権限・統制・運用の前提が整わないまま走り出すと、後で手戻りが大きくなりがちです。
そのため、「まずどこから学ぶべきか」を示せる形に整理すること自体が重要だと考えました。
「学習パス(3本)」で迷わないようにする
最初にやめたのは、「機能を網羅する」ことです。
網羅しようとすると、結局また情報量が増えて、初学者が迷います。
そこで方針を切り替えて、**次に何を学ぶか迷わないための"学習パス"**を作りました。
現在は、以下の3本のルートに整理しています。
- Quick Start(60分):全体像を掴み、次のステップを選べる状態にする
- Security / GHAS(90分):セキュリティ統制の型と、GHAS主要機能を説明できる状態にする
-
Admin / Operations(120分):Enterprise設定やポリシーを適切に構成できる状態にする
この教材の特徴は、日々の開発フロー全般を網羅することではなく、導入初期から運用で必要になる基盤・統制の論点を中心にしている点です。
(開発者向けのユースケースは、反響や要望を見ながら段階的に拡充していく予定です)
作成した教材について(67ファイル + 公開サイト)
今回公開した教材は、次のような形になっています。
- 4モジュール構成の学習教材
- 全体で約67ファイル
- Markdownベースで管理
- MkDocsを使って静的サイトとして公開
公開サイトはこちらです。
OSSとして公開しており、誰でも参照・フォーク・改変が可能です。
特定の企業や環境に依存する記述にならないよう、内容はできるだけ汎用化しています。
なぜOSSとして公開したのか
この教材は、特定の組織向けの手順書を公開したかったわけではありません。
狙いは、公開情報と一般化したパターンをベースに、「初学者が自走できる学習の道筋」を再利用可能な形で残すことです。
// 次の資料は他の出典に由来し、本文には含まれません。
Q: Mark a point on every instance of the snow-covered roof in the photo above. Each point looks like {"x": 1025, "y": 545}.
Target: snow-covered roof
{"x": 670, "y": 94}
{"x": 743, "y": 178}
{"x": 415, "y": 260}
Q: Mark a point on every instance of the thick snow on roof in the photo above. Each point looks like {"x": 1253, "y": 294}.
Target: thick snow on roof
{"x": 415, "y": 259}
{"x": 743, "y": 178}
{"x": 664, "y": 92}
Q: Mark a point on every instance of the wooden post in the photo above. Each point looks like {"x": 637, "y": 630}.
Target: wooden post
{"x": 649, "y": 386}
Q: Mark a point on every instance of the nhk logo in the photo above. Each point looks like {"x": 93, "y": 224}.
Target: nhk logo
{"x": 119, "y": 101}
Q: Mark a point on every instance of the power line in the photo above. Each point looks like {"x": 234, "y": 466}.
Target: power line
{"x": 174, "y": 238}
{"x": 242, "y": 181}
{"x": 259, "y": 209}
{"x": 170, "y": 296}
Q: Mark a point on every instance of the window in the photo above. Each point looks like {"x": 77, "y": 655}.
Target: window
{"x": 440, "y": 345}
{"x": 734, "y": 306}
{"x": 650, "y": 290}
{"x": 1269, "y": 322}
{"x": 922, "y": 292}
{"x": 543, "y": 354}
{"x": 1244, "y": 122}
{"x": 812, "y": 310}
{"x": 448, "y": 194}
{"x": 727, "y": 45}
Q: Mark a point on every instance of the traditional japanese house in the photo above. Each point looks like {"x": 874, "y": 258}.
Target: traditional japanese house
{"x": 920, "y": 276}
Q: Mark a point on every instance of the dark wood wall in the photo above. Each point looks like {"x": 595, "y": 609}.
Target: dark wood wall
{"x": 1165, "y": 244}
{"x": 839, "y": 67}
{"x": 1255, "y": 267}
さらに、公開することで次のようなメリットがあると考えました。
- 第三者の視点で改善点が見つかる
- 読者の疑問が集まり、教材の品質が上がる
- 同じ課題を持つ人が再利用できる
- 知見が個人に閉じず、コミュニティに蓄積される
結果として、教材を「完成品」ではなく「育てるもの」として扱えるようになります。
使ってみて分かったこと:完璧より、更新可能性
公開してみて改めて感じたのは、「最初から完璧な教材を作る必要はない」ということです。
実際に使われて初めて、分かりにくい箇所や不足が見えてきます。
そこで直す。更新する。
この繰り返しが、教材の価値を高めていきます。
現在も内容は継続的に更新しています。
フィードバックや提案があれば歓迎します(Issueでもコメントでも大丈夫です)。
おわりに
この教材は、GitHubを「知る」ためのものではなく、GitHubを「使い始める」ためのものです。
特に、エンタープライズ導入で詰まりやすいセキュリティ/統制/運用の観点から、学習の入口を作ることを意識してまとめました。
これからGitHubを導入しようとしている方や、導入初期の学習に悩んでいる方の参考になれば幸いです。